LA's Hydrological Freeway

This detail from the 1902 map of Los Angeles looks south toward downtown from a point high above Burbank. The Hollywood sign perches near the top of Cahuenga Peak in the middle. Winding around the Hollywood Hills in the foreground is the Los Angeles River.



Like a Hollywood cliche, the River went under the knife during the 1940s and emerged completely changed. No longer a meandering desert stream, the LA River is now a straightened, paved trench. It's visible in the present-day aerial view below, following roughly the same course as before:



The paving project followed a large 1938 flood, which itself was partly the result of burgeoning development in the river's watershed. The straightened, paved channel was meant to deliver floodwaters as quickly as possible to the ocean. But most of the time, the river flows as a mere trickle through a wide concrete plain, which makes the renovated River an irresistible playground for movie car chases.

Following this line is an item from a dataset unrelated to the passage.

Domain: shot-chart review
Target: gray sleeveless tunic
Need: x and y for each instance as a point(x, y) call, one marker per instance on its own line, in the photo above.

The LA River has played a supporting role as a racetrack in Repo Man, Grease, Terminator 2, and many other movies.



Look familiar? Photo by OPHOTN
As a storm drain, the new LA River works pretty well... although it still floods from time to time. As a river, though, it's a mess. The water is severely polluted with runoff - garbage, oil, dog shit, etc. - that flows off of every parking lot and freeway in the San Fernando Valley. And wildlife isn't exactly thriving there, although waterfowl and fish, taking what they can get, do live there. After half a century of living with the paved river, then, Los Angeles is talking about restoration, and some of the concrete may come out to provide better water quality, habitat, and absorption of stormwater.

The manifest destiny of the LA River may end up looking less like a post-apocalyptic movie set and more like its frontier condition.